Is there something in particular in the four-issue arc that you love?
Sure, you know, there's tons of stuff. That's one of the great things about making comics is that there's always surprises because you're working with other people. They may read your script, and they interpret something differently than you expected. Or even in colors, the folks at GURU-eFX, they lit some of the final battle scenes in Issue #4. They chose color palettes that really highlighted a lot of what was going on in really interesting ways.
I think that the bleeding of the kyber crystal at the end was a really cool sequence that we really wanted to get in. I’d had that in the outline from the beginning, and I really wanted to make sure that there was space for it. But I was a little concerned because four issues of a comic is not a ton of page count, even with the first issue having additional pages in it. I had to pull out every trick I had to make it work, to make sure that there would be room for it. But it did, and I feel like it felt very natural within it. And then, obviously, the way Will did it and GURU colored it and just the whole thing, it really landed beautifully. So, you know, that sequence stands out very well in my mind.
And I also really liked all the stuff with Luke fighting the Knights of Ren in Issue #2. That's one of the great things about working on Star Wars, I am just as much a fan as anybody else is. And I hope it shows in the work. But getting to write the story that this is literally the only time we have ever seen Luke Skywalker pull out his lightsaber and be awesome between Return of the Jedi and The Force Awakens. And even then, he had amazing moments in The Last Jedi, but they were different. They weren't like what we saw in The Rise of Kylo Ren #2. So, knowing that Will Sliney and I would be the first two creators out of the gate to be able to do that was just super cool. I mean, it felt great. So, it was a lot of fun.
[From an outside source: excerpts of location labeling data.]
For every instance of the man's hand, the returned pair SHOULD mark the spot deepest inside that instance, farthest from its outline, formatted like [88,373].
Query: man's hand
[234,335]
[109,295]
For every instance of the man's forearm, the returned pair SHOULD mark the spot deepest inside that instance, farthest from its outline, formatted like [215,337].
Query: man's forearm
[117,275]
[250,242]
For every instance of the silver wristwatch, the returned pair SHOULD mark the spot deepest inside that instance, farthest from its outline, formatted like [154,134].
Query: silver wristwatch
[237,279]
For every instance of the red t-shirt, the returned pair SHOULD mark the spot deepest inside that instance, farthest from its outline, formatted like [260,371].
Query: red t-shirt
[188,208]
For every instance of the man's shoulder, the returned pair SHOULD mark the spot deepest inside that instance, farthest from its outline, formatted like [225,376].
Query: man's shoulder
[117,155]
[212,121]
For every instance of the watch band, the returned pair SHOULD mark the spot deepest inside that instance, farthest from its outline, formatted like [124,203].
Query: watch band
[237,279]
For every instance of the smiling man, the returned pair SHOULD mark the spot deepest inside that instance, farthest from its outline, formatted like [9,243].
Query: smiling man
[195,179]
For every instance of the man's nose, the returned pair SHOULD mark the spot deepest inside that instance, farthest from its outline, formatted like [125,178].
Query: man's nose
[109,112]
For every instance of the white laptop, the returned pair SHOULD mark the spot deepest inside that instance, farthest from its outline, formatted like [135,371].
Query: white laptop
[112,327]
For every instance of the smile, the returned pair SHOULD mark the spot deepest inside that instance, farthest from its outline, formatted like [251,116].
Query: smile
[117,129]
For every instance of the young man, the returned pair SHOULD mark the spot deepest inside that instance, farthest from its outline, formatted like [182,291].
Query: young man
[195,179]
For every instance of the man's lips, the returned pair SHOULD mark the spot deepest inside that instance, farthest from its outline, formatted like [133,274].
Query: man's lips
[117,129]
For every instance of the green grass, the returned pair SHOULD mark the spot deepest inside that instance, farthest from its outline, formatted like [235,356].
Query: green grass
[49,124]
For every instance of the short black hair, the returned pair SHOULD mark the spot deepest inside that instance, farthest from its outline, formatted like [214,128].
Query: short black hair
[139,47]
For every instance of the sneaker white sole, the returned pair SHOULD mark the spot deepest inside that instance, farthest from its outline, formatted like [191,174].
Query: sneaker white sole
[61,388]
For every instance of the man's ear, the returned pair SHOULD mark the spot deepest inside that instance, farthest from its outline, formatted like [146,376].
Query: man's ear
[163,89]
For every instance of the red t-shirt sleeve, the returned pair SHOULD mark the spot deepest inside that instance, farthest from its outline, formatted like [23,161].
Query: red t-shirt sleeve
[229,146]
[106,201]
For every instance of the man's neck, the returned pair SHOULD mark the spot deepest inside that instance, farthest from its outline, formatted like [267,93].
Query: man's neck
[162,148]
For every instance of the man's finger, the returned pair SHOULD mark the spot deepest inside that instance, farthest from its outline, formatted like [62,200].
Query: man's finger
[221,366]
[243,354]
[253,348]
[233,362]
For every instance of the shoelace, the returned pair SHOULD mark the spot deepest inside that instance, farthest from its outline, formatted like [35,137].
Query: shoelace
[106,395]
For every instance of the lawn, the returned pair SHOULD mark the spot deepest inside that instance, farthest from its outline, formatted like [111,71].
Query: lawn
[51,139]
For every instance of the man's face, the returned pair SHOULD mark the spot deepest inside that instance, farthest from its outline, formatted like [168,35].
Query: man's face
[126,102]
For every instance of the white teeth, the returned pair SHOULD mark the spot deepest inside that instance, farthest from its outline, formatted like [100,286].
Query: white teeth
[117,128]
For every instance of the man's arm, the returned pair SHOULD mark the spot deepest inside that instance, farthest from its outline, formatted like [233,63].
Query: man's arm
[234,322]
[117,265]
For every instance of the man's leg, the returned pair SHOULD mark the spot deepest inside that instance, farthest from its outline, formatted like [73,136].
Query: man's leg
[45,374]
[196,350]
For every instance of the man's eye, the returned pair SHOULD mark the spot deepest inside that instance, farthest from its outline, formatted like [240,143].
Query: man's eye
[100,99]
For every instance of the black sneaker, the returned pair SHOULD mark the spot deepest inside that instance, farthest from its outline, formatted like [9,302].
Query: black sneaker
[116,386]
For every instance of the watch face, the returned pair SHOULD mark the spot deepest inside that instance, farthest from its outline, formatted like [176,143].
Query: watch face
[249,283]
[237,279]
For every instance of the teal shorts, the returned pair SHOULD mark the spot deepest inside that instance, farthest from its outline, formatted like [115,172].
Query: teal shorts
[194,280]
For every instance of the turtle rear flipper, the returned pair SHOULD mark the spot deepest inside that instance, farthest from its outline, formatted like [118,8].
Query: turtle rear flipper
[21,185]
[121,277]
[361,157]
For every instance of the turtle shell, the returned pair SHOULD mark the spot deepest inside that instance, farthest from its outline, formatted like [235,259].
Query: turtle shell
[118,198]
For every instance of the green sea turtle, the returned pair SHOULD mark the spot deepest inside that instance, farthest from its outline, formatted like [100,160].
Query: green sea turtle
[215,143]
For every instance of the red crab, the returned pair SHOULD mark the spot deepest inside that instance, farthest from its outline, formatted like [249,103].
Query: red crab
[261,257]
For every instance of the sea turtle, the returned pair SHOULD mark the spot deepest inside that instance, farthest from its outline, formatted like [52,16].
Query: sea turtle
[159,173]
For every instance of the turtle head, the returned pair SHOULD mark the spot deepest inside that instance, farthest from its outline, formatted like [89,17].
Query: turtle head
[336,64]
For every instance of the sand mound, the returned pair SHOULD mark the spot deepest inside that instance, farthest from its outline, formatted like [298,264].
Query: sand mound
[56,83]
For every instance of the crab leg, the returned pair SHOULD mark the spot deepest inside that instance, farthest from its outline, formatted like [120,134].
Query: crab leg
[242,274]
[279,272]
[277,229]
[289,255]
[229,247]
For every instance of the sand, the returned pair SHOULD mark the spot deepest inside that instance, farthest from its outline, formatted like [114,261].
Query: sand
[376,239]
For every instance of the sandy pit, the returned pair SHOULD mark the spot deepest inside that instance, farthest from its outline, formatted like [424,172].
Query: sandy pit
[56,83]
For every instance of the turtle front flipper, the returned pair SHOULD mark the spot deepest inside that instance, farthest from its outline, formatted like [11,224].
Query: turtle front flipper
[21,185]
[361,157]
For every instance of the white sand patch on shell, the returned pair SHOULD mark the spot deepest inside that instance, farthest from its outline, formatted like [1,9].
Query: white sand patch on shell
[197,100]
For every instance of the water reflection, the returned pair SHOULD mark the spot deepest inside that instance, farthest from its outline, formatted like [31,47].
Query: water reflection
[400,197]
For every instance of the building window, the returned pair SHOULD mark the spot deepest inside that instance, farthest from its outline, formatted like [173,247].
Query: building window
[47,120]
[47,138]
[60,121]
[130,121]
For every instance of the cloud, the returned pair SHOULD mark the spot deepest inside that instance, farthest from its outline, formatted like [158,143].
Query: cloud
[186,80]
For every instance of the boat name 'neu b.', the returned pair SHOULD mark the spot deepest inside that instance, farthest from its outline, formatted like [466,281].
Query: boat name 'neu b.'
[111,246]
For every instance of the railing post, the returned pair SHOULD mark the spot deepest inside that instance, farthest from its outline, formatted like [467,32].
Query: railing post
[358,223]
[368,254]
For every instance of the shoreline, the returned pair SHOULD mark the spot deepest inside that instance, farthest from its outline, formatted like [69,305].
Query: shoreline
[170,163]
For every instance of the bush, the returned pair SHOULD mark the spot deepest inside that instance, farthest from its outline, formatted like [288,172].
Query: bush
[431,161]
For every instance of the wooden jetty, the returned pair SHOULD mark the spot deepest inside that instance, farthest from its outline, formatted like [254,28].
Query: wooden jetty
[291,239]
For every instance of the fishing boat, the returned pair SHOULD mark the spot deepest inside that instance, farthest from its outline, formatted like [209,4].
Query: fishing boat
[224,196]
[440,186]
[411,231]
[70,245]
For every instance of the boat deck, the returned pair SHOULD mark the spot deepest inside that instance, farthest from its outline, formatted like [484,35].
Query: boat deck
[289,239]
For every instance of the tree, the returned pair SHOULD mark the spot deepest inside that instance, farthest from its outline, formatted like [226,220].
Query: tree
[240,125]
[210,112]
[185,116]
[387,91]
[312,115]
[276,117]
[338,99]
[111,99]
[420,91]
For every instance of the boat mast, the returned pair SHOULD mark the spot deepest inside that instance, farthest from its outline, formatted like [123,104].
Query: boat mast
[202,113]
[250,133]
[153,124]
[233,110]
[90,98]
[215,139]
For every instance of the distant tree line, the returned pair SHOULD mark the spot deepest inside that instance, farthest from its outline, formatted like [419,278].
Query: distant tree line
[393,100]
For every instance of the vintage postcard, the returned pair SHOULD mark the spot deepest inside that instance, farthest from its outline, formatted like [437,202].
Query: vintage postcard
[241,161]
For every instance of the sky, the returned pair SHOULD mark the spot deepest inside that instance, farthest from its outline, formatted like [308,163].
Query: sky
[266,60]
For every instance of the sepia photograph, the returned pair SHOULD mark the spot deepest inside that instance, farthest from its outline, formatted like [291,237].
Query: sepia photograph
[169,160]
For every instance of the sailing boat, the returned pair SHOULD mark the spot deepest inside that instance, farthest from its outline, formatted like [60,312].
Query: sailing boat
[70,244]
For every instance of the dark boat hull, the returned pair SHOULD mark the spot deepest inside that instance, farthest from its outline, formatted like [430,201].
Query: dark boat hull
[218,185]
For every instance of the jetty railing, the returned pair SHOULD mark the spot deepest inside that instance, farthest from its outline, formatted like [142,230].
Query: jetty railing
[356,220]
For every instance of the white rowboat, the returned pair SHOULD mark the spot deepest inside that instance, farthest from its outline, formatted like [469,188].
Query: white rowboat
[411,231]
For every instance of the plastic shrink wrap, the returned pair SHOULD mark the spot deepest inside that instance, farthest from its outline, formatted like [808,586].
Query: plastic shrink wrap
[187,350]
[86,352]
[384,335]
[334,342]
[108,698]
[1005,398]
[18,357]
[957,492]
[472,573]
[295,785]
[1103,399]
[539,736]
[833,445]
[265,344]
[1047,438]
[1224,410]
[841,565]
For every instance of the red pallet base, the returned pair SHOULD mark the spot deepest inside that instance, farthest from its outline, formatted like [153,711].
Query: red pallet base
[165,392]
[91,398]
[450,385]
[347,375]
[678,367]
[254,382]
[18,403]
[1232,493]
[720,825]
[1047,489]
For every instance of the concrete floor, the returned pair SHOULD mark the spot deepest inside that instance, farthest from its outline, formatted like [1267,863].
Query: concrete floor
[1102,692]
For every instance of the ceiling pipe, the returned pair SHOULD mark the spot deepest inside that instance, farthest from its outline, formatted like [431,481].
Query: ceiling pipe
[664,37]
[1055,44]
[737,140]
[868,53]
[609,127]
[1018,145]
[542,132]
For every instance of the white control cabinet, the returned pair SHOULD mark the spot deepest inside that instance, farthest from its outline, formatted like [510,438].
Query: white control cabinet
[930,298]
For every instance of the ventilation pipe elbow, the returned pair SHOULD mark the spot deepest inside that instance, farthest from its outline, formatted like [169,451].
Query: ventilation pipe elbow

Since the book has been a huge success, have sequels been discussed?
There's always more stories to tell. Who knows what will happen. I know that there is a large focus in the fandom about what stories might be told about Ben Solo going forward. And I know people want them to happen and all that, so I can't really speculate about anything. I’m not really in the loop on it. I had a great time on Rise of Kylo Ren. I would be thrilled to do more if the opportunity ever presented itself. I really enjoy working and writing Ben and Rey. I enjoy the sequel timeline quite a bit. There's just a lot of meat on the bone in terms of the storytelling of those characters, whether before or after Episode 9. So, who knows? I have no real insight into what they're thinking, but if they came to me and asked me for ideas, I'm sure I have them. And who knows what would happen in the future?
Just looking ahead, you get to kick off The High Republic timeline in January. Any teases about it outside of the excerpt?
I hate to say it, but I'm really hugely restricted in being able to talk about High Republic in any way. I can say that I'm really excited for the book to come out. I'm glad that people got a chance to see a little bit of it in the excerpt that was released last week. But anything other than that, I know better.
The trade edition of Star Wars: The Rise of Kylo Ren is available July 28, 2020 at all retailers.